Merken würden das etwa Jugendliche, die frisch aus der Lehre kommen. Oder Studierende, die nach den Plänen der Jungparteien auch bei Teilzeitarbeit in die Pensionskasse einzahlen sollten. Beide Gruppen blieben bislang von Lohnabzügen verschont.
Der Chef der Jungen BDP, Remo Zuberbühler, begründet: «Bei einem so wichtigen Projekt wie der Rentenreform müssen wir zusammenarbeiten.» Nicht nur zwischen den Parteien, sondern auch unter den Generationen.
Bürgerliche finden Bersets Rentenreform altmodisch
Eine weitere Kritik: Die bürgerlichen Jungparteien vermissen eine Flexibilisierung des Rentensystems. Sie schlagen vor:
- Rentenalter an Lebenserwartung koppeln: Das fixe Rentenalter (heute: Männer 65, Frauen 64) soll einem «Referenzalter» weichen. Dieses soll sich automatisch an der Lebenserwartung anpassen und «berufsspezifische» Abweichungen erlauben. Wann jemand pensioniert wird, soll fünf Jahre vorher bekannt gegeben werden.
- Umwandlungssatz «senken und entpolitisieren»: Mehr Flexibilität wird auch beim Umwandlungssatz gewünscht.
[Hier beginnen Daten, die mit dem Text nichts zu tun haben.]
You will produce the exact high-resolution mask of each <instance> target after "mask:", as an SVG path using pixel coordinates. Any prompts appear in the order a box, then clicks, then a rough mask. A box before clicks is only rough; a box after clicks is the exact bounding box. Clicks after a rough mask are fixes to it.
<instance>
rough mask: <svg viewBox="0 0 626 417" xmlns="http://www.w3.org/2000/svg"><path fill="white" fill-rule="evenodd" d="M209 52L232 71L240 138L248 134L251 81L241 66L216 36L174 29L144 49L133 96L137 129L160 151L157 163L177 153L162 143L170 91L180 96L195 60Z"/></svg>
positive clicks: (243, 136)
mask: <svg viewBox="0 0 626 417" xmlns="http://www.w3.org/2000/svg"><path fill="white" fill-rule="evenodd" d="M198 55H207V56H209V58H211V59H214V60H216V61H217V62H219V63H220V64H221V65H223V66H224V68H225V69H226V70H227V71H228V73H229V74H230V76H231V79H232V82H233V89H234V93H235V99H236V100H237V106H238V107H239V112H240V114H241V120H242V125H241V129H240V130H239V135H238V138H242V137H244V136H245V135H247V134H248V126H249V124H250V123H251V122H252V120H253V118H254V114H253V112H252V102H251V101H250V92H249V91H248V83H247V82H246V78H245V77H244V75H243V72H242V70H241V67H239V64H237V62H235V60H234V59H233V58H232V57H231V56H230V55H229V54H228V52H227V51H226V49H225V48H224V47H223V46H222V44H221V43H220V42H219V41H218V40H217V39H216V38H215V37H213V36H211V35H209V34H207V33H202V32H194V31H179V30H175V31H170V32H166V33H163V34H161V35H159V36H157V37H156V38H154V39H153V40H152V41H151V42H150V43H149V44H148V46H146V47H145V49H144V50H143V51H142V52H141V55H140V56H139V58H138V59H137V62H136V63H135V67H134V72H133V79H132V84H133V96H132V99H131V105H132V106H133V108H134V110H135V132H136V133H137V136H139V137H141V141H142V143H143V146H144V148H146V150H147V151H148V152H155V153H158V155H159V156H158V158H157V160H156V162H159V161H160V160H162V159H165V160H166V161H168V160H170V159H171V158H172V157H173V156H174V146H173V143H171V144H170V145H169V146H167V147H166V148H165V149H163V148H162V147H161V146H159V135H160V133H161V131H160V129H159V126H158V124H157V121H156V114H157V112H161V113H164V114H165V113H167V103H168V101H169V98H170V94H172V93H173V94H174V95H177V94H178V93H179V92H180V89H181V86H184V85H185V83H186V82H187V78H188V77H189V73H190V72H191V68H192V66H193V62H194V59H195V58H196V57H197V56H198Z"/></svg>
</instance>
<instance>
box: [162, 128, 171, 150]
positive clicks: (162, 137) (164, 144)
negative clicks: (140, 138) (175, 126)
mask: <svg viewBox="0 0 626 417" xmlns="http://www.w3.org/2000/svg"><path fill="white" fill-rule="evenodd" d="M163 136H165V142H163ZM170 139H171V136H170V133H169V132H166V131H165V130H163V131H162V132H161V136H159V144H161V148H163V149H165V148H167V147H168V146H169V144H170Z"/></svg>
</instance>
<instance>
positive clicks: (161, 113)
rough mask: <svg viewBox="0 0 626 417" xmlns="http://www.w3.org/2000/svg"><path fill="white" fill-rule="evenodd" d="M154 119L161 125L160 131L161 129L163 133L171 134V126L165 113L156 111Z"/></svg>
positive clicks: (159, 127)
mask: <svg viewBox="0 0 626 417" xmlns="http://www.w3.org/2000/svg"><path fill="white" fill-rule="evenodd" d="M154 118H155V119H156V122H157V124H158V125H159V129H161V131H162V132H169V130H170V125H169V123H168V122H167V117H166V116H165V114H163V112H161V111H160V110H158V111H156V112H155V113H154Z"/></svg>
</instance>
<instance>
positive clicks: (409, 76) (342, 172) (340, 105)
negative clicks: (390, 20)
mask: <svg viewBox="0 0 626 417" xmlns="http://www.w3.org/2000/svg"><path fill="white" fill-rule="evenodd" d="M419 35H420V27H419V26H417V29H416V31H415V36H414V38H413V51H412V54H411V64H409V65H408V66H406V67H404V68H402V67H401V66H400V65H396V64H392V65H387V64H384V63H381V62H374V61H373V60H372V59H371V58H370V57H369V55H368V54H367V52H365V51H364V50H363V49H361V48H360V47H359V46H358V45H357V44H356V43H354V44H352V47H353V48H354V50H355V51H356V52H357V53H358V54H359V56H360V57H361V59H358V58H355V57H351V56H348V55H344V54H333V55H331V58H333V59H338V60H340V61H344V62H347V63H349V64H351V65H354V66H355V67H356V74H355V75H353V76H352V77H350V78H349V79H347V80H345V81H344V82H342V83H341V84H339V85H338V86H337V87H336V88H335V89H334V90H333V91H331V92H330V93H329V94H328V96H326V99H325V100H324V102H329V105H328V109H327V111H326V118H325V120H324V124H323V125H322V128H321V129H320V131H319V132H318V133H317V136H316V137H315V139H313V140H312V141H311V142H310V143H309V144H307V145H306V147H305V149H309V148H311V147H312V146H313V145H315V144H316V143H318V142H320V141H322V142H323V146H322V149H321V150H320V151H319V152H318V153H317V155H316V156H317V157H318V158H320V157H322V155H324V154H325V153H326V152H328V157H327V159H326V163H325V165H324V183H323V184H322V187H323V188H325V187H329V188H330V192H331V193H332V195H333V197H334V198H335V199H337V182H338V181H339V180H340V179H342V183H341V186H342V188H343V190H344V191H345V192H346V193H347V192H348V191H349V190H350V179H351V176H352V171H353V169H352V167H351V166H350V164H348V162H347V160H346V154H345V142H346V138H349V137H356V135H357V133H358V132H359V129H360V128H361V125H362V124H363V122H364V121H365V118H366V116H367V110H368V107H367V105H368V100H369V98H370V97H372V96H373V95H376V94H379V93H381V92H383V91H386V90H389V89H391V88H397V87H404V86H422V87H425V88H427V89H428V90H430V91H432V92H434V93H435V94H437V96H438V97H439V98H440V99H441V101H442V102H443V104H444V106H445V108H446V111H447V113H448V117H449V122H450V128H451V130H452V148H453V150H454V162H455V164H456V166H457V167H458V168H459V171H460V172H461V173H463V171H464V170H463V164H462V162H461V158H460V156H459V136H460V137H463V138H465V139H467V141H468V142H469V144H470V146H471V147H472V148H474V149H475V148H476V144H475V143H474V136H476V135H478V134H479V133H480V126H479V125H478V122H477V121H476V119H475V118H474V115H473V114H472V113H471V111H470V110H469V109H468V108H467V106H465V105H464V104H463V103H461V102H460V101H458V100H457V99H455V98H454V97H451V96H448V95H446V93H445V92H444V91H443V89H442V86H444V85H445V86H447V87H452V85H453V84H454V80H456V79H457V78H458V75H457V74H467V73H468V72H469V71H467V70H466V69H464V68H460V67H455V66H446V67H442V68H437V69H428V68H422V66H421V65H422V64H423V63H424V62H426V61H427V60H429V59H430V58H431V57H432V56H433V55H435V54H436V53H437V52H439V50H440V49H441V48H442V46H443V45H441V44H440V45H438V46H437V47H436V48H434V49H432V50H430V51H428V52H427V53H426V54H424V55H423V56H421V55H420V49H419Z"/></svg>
Dieser soll nicht mehr im Gesetz definiert, sondern vom Bundesrat jährlich an die Lebenserwartung und an der «realistisch zu erwartenden Rendite» angepasst werden. Damit die Regierung das auch tut, sollen «mathematische Instrumente» geschaffen werden – wie diese aussehen sollen, konkretisieren die Jungparteien aber nicht.
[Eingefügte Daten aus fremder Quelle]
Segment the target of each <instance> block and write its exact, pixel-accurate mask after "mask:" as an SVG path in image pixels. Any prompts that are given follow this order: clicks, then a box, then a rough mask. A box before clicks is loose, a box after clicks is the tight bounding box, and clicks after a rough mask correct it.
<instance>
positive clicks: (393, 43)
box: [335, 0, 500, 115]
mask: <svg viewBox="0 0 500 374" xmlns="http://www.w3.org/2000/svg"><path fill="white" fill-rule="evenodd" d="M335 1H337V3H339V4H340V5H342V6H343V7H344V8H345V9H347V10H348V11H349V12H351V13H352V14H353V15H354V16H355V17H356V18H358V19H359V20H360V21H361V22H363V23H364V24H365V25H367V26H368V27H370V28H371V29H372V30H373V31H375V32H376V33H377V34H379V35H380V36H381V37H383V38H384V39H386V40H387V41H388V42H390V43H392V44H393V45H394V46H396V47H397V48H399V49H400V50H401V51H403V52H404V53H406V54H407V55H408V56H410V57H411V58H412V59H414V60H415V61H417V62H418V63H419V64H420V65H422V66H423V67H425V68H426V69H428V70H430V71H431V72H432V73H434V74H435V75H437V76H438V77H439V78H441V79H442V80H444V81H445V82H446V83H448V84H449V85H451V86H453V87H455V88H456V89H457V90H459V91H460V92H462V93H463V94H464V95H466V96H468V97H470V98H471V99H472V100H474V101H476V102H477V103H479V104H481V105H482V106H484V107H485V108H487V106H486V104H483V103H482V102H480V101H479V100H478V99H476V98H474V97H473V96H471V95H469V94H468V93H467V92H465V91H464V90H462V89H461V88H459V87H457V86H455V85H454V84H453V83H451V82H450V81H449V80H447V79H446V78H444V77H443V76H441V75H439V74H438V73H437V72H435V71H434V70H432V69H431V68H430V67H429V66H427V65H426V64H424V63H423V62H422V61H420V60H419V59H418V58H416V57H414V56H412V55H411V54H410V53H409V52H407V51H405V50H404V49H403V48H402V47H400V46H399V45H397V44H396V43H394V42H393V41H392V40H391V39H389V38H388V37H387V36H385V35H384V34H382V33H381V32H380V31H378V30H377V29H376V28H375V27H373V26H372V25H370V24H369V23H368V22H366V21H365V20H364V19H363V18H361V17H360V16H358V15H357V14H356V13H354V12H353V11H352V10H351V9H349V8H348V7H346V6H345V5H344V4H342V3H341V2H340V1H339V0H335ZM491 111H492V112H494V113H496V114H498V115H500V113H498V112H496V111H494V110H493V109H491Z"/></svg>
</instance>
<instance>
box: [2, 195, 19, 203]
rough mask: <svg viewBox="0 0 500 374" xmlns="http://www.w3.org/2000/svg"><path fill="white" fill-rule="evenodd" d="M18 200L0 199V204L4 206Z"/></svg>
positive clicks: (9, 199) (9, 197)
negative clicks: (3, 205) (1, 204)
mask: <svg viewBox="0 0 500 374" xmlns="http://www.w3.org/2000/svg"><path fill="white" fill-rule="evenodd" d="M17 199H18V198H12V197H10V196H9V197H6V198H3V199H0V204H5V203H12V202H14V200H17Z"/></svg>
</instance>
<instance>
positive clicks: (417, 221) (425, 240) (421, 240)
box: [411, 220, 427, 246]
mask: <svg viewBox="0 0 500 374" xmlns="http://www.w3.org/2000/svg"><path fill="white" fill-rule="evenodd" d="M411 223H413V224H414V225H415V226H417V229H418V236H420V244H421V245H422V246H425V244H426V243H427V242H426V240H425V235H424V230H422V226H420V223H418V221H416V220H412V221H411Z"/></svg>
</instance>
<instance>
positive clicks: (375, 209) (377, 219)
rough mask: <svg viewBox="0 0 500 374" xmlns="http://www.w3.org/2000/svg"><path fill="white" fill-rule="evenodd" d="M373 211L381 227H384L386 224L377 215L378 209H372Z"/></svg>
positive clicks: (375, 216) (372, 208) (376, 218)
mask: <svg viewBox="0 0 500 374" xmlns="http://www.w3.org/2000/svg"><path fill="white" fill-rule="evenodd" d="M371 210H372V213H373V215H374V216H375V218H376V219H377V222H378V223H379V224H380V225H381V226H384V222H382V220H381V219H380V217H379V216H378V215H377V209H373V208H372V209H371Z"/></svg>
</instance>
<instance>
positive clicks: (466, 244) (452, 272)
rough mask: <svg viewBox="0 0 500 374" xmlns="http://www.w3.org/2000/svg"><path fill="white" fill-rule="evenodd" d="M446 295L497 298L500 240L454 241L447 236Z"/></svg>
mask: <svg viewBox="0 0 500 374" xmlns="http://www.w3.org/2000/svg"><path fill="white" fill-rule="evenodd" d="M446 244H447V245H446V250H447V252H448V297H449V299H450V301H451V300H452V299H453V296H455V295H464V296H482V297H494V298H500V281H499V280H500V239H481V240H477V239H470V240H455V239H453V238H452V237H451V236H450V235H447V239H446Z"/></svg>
Die negativen Konsequenzen von einem tieferen Umwandlungssatz wollen auch die jungen Bürgerlichen kompensieren. Anders als Berset schlagen sie aber nicht einen Rentenzuschlag, sondern eine «einmalige Erhöhung» der Pensionskassenguthaben vor, die von der «gesamten Bevölkerung solidarisch» getragen werden sollte.
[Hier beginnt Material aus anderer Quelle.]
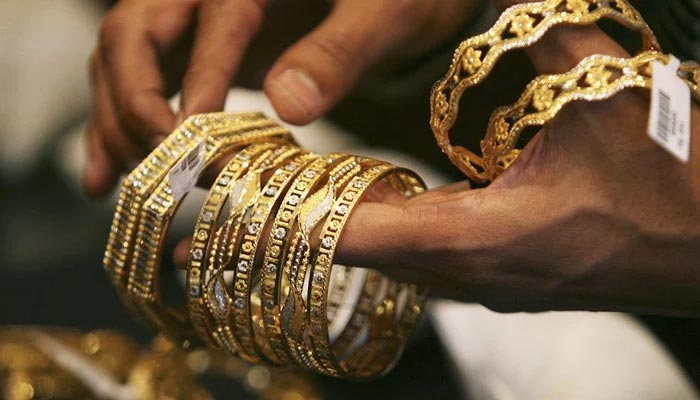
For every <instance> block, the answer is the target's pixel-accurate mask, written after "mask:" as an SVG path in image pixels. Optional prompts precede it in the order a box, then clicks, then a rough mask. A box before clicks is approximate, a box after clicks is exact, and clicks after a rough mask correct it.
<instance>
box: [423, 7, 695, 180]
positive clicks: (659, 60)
mask: <svg viewBox="0 0 700 400" xmlns="http://www.w3.org/2000/svg"><path fill="white" fill-rule="evenodd" d="M603 18H607V19H611V20H613V21H615V22H618V23H620V24H622V25H624V26H625V27H627V28H630V29H634V30H637V31H639V32H641V34H642V49H641V52H640V53H639V54H638V55H637V56H635V57H633V58H629V59H626V58H616V57H611V56H607V55H593V56H590V57H587V58H585V59H583V60H581V62H580V63H579V65H577V66H576V67H575V68H573V69H572V70H571V71H569V72H568V73H564V74H558V75H543V76H539V77H536V78H535V79H534V80H533V81H532V82H531V83H530V84H529V85H528V86H527V88H526V89H525V92H524V93H523V95H522V96H521V97H520V99H519V100H518V101H517V102H516V103H515V104H513V105H511V106H507V107H501V108H499V109H497V110H496V111H495V112H494V113H493V114H492V116H491V119H490V121H489V126H488V129H487V133H486V136H485V137H484V139H483V140H482V142H481V155H479V154H477V153H476V152H472V151H470V150H469V149H466V148H464V147H462V146H459V145H454V144H452V142H451V140H450V130H451V129H452V128H453V127H454V125H455V122H456V120H457V115H458V108H459V102H460V99H461V97H462V95H463V94H464V92H465V91H466V89H468V88H470V87H474V86H476V85H478V84H480V83H482V82H483V81H484V80H485V79H486V77H487V76H488V75H489V74H490V73H491V71H492V70H493V68H494V66H495V64H496V62H497V61H498V60H499V58H501V57H502V56H503V55H504V54H505V53H506V52H508V51H511V50H514V49H522V48H526V47H528V46H531V45H533V44H534V43H536V42H537V41H539V40H540V39H541V38H542V37H543V36H544V35H545V34H546V33H547V32H548V31H549V30H550V29H552V28H553V27H555V26H557V25H573V26H585V25H592V24H594V23H596V22H598V21H600V20H601V19H603ZM660 49H661V47H660V46H659V44H658V42H657V40H656V37H655V36H654V33H653V32H652V31H651V29H650V28H649V26H648V25H647V24H646V23H645V22H644V20H643V19H642V17H641V15H640V14H639V13H638V12H637V10H635V9H634V8H633V7H632V6H631V5H630V4H629V3H628V2H627V1H626V0H545V1H540V2H533V3H523V4H519V5H515V6H513V7H510V8H509V9H507V10H506V11H504V12H503V14H501V16H500V18H499V19H498V21H497V22H496V23H495V24H494V26H493V27H492V28H491V29H490V30H488V31H487V32H485V33H483V34H481V35H478V36H474V37H471V38H469V39H467V40H465V41H464V42H462V43H461V45H460V46H459V47H458V48H457V50H456V51H455V55H454V58H453V60H452V65H451V66H450V68H449V70H448V72H447V74H446V75H445V77H444V78H442V79H441V80H440V81H438V82H437V83H436V84H435V86H434V87H433V91H432V95H431V119H430V124H431V127H432V130H433V134H434V135H435V138H436V140H437V142H438V145H439V146H440V148H441V149H442V151H443V152H444V153H445V154H446V155H447V156H448V158H449V159H450V161H452V163H453V164H454V165H455V166H456V167H457V168H459V169H460V170H461V171H462V172H463V173H464V174H465V175H466V176H467V177H469V178H470V179H472V180H474V181H476V182H480V183H483V182H488V181H491V180H493V179H495V178H496V177H498V176H499V175H500V174H501V173H503V171H505V170H506V169H507V168H508V167H509V166H510V165H511V164H512V163H513V162H514V161H515V159H516V158H517V156H518V154H519V149H517V148H516V145H517V141H518V139H519V138H520V134H521V133H522V132H523V130H524V129H525V128H527V127H530V126H541V125H544V124H546V123H547V122H548V121H550V120H552V119H553V118H555V117H556V116H557V115H558V114H559V112H560V111H561V110H562V109H563V107H564V106H566V105H567V104H569V103H571V102H573V101H601V100H605V99H608V98H610V97H612V96H614V95H615V94H617V93H619V92H620V91H622V90H624V89H627V88H642V89H650V88H651V76H652V75H651V73H652V64H653V62H655V61H658V62H661V63H663V64H667V63H668V60H669V57H670V56H669V55H666V54H664V53H662V52H661V51H660ZM678 75H679V77H680V78H681V79H682V80H683V81H685V82H686V83H687V84H688V86H689V87H690V88H691V91H692V93H693V97H694V99H695V100H696V101H698V100H700V93H699V92H698V85H700V69H699V68H698V66H697V64H695V63H684V64H682V65H681V67H680V68H679V70H678Z"/></svg>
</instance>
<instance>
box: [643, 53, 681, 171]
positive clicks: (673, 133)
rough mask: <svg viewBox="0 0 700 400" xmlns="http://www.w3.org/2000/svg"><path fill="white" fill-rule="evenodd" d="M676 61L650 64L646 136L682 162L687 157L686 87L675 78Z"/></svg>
mask: <svg viewBox="0 0 700 400" xmlns="http://www.w3.org/2000/svg"><path fill="white" fill-rule="evenodd" d="M679 66H680V61H679V60H678V59H677V58H676V57H673V56H671V60H670V61H669V63H668V65H664V64H663V63H661V62H658V61H654V62H653V63H652V88H651V107H650V113H649V128H648V133H649V137H651V139H652V140H653V141H655V142H656V143H658V144H659V145H660V146H661V147H663V148H664V149H666V150H667V151H668V152H669V153H671V154H672V155H673V156H675V157H676V158H678V159H679V160H681V161H682V162H684V163H686V162H688V159H689V158H690V88H689V87H688V85H686V84H685V83H684V82H683V80H681V79H680V78H679V77H678V73H677V72H678V67H679Z"/></svg>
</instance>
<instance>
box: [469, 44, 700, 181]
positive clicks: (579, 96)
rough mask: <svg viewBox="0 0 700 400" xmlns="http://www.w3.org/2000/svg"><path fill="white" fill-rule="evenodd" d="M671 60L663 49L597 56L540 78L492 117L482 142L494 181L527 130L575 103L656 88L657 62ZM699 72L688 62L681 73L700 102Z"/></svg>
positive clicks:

Ältere Arbeiter sollen für Firmen günstiger werden
Einen anderen Weg wünschen sich die bürgerlichen Jungparteien auch bei der sogenannten «Altersgutschrift». Gemeint ist der Mechanismus, der zwar positiv klingt, heute aber zur Verteuerung von älteren Arbeitnehmern führt. Verursacht wird das durch Abzüge, die sich heute mit steigendem Alter mehr als verdoppeln.
Die bürgerlichen Jungpolitiker wollen diese altersabhängigen Abzüge angleichen – zumindest auf der Seite der Unternehmen, die ältere Personen anstellen. Davon profitieren sollen nicht nur ältere, sondern auch junge Generationen, heisst es in der Stellungnahme der Jungbürgerlichen.
Was der Bundesrat davon hält, wird sich noch zeigen. Parteien und Verbände haben noch bis im März Zeit, die Pläne von Berset zu kommentieren.